Wednesday, March 11, 2009

Gimme a pigfoot and a bottle of beer (hold the pig's foot)

Billie Holiday

I've actually never tried a pigfoot, pickled or otherwise. So maybe after a few bottles of beer I could give it a go. It's just that feet don't sound too appetizing right now. Beer pretty much always does, though.

What can I say about Billie? She was one of the alltime greats. Look it up. One of her main influences was Bessie Smith. Here's her version of one of Smith's standards:

Billie Holiday – Gimme A Pigfoot (And A Bottle Of Beer) (buy album)

And here is the original:

Bessie Smith - Gimme A Pigfoot (buy album)

For today's songs, any bottle of beer will do.

One more One For My Baby:

You've already heard Frank's version (a few posts ago). Here's Billie's version. For those keeping score, Billie Holiday and Frank Sinatra are my two favorite vocalists of the 20th Century. And they both sang my favorite drinking song. Life is good.
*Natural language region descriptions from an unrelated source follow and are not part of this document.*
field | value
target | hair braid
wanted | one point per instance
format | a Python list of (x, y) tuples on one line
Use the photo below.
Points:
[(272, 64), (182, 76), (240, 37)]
Billie Holiday - One For My Baby (And One More For The Road) (buy album)

This torch that I've found must be drowned...

Bessie Smith


godoggo said...

There are oddly few drinking songs in what's often called theGreat American Songbook, more of alcohol as metaphor, "You go to my head like a sip of sparkling Burgundy brew," and so on, often noting that the singer isn't drinking...I was thinking, if you like Billie that much, that would seem to be a selling point for my girl Carmen. After all, they used to spend their shared birthday drinking together (in addition to more intimate activities, it's said); Carmen pretty much started her professional career by selling Billie a song she wrote; Carmen recorded two Billie tribute albums, in addition to the various Billie songs scattered throughout her discography....but I just looked at an online song list, and couldn't find a single true drinking song. Oh, well...

godoggo said...

...but maybe when you get to the end of the list you could play "Black Coffee" by Sarah Vaughan...

godoggo said...

...and one more for the road:

Apologies if offense is given by the term I used for the repertoire singers like these worked with, the vocal portion of what jazz musicians call standards. It's called what it's called.